The nurse is providing care to a patient 2 hours after a cesarean birth. In the hand-off report, he preceding nurse indicated that the patient’s lochia was scant rubra. On initial assessment, the oncoming nurse notes the patient’s peripad is saturated with lochia rubra immediately after breastfeeding her infant. What is the nurse’s priority action with this finding?
- A. Weigh the peripad.
- B. Replace the peripad.
- C. Contact the health care provider.
- D. Document the finding in the patient’s chart.
Correct Answer: C
Rationale: The correct answer is C: Contact the health care provider. This is the priority action because the sudden increase in lochia flow after breastfeeding could indicate postpartum hemorrhage, which is a serious complication that requires immediate medical attention. Contacting the healthcare provider will allow for prompt assessment and intervention.

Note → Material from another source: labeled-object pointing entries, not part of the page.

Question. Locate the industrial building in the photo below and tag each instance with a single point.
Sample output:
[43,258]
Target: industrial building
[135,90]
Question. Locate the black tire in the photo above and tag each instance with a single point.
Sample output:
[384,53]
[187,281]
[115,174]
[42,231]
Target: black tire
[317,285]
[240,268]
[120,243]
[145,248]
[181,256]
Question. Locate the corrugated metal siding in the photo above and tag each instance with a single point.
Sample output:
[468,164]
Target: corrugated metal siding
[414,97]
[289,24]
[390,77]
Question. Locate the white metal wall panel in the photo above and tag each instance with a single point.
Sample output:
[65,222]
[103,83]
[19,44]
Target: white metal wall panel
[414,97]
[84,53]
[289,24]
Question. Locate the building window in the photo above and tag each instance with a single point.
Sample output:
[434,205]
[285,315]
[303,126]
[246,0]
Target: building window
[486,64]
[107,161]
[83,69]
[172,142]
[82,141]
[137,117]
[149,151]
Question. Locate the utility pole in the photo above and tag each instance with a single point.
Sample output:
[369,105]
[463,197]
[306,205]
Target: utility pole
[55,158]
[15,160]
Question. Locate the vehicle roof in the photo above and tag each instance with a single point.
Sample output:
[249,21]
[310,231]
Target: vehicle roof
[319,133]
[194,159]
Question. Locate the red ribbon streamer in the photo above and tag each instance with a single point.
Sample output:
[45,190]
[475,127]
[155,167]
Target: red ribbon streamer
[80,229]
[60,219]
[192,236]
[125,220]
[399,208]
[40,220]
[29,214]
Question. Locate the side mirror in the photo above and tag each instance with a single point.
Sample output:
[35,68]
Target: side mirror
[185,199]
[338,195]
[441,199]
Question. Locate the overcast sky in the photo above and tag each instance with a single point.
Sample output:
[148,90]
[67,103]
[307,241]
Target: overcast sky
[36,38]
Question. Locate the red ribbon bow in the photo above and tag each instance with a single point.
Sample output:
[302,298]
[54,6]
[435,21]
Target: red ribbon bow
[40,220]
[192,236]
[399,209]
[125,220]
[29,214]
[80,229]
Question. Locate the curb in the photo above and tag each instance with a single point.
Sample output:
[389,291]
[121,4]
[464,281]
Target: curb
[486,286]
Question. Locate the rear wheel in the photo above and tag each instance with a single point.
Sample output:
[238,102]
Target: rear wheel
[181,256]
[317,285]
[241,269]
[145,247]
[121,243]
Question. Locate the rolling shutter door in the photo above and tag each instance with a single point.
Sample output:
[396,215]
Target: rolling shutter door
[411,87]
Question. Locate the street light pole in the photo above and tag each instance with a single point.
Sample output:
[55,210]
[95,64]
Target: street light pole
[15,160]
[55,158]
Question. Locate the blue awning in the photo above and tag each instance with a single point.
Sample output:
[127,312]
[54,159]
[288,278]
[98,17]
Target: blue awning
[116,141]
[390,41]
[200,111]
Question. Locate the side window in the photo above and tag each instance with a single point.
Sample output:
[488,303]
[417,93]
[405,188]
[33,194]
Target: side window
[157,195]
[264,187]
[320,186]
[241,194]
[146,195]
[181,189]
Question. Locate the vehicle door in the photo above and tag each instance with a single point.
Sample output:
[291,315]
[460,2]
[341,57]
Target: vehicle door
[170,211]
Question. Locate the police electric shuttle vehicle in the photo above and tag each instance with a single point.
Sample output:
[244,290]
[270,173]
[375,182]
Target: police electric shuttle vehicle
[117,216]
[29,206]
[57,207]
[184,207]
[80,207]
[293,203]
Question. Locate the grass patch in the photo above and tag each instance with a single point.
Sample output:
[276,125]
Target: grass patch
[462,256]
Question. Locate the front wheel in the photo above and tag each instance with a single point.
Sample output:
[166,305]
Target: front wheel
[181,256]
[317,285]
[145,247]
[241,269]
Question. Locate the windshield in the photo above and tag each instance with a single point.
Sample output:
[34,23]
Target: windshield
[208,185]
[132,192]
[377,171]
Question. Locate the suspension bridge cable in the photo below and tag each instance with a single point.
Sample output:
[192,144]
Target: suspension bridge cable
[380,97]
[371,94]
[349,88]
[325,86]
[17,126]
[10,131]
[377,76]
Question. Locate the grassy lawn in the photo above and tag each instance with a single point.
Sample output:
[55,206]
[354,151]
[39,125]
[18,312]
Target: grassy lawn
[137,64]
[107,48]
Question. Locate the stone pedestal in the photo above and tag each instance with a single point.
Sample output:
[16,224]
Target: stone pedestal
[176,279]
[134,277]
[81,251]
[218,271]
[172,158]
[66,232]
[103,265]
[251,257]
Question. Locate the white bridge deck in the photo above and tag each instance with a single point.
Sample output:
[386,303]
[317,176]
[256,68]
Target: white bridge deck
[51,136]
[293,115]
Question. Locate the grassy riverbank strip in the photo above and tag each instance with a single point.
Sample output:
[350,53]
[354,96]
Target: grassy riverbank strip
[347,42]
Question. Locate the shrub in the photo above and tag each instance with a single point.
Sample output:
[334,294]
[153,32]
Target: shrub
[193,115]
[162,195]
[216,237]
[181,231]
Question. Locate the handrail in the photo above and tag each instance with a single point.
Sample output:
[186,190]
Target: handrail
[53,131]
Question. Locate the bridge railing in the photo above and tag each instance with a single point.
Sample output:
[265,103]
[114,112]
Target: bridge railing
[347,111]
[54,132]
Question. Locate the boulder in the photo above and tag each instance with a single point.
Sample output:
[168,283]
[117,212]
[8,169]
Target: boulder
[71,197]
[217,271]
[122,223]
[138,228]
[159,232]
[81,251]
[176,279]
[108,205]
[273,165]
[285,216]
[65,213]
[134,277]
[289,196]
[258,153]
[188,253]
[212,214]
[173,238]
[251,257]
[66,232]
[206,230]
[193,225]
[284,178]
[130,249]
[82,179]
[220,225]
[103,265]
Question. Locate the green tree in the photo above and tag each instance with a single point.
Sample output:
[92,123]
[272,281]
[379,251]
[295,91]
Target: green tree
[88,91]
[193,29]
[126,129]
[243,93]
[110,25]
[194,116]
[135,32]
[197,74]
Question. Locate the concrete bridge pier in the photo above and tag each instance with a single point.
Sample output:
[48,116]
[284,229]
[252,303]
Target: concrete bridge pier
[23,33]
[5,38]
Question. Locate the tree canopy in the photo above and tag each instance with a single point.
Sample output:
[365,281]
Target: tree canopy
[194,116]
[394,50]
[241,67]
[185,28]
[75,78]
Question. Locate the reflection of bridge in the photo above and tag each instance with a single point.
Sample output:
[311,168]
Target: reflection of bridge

A: Weigh the peripad - This is not the priority action as assessing the amount of blood loss is important, but contacting the healthcare provider for further assessment and intervention takes precedence.
B: Replace the peripad - While maintaining cleanliness and hygiene is important, addressing the potential postpartum hemorrhage is the priority.
D: Document the finding in the patient’s chart - Documentation is necessary but should come after the immediate concern of postpartum hemorrhage is addressed.